At the resumed hearing before the arbitrator, the Minister submitted that an agreement had been made between the parties which had predated the letter of release of 14 February 1992 and that this agreement was capable of being affirmed and was, in fact, affirmed. That was not the issue which had been remitted to the arbitrator by the Full Court. The only issue was whether Civil Tech had affirmed the letter of release. Furthermore, it has never been part of the Minister’s claim that the parties reached any agreement other than that contained in the letter of release. The argument advanced by the Minister on the re-hearing is a very late introduction of a new issue. The Minister has not applied to amend his pleadings. Given the late hour when that new issue was raised, the fact that the Full Court had not remitted that issue to the arbitrator, and the absence of any amendment, the Minister cannot now rely on it.
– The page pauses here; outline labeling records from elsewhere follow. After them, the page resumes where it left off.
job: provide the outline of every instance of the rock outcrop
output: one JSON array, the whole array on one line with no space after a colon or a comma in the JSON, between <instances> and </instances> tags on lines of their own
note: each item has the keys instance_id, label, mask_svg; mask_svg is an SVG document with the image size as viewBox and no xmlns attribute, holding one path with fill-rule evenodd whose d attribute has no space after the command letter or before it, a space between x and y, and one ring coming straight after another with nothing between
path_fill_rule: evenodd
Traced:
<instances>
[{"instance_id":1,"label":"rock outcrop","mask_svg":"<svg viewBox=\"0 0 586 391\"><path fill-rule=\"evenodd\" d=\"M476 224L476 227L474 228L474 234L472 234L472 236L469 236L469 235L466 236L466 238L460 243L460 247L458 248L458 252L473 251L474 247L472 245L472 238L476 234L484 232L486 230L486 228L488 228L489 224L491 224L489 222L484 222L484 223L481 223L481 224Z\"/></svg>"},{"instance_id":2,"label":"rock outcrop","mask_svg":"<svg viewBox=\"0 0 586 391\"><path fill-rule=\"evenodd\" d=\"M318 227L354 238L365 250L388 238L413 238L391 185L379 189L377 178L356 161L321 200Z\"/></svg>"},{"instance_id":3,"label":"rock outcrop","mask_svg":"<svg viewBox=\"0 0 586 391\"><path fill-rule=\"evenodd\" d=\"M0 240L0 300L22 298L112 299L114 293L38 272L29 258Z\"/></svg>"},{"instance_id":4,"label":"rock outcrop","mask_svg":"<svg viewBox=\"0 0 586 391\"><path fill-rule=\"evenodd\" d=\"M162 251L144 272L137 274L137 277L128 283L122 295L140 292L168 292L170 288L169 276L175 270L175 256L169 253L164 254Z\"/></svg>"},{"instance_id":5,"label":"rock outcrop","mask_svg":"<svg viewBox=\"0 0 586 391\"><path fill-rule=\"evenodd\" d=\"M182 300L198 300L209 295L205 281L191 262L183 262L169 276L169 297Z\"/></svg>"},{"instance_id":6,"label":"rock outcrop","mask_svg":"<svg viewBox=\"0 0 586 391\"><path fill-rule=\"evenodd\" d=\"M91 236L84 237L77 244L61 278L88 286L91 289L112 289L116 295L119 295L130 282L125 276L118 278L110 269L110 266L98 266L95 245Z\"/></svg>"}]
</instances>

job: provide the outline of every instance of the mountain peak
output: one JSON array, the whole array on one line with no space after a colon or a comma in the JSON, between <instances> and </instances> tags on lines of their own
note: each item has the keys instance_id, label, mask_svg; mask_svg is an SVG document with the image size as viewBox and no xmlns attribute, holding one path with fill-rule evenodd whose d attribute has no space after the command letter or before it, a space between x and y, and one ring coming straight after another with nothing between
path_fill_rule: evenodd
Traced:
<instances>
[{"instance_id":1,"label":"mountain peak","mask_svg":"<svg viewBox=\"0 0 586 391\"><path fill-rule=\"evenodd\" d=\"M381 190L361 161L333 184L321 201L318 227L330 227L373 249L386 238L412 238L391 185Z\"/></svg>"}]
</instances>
Mr Meyer submitted that it was open to the Minister to advance the above argument because the arbitrator, in his 1996 award had, in paragraphs 71 to 74 and in paragraph 94, found the existence of such an agreement. There is nothing in those particular paragraphs which justifies that submission. Furthermore, when the award is read as a whole, it is apparent that the arbitrator has not found that any agreement existed between the parties or that any agreement was affirmed by Civil Tech. Instead, the arbitrator found that there was a common intention to resolve the issues between them but that the letter of release did not fulfil that intention. The Minister’s submission is, therefore, unfounded.
For all of these reasons, there is no error of law on the face of the record, manifest or otherwise. For like reasons, there is no evidence of an error of law, the determination of which would add substantially to the certainty of commercial law. It follows that the application for leave to appeal must be refused.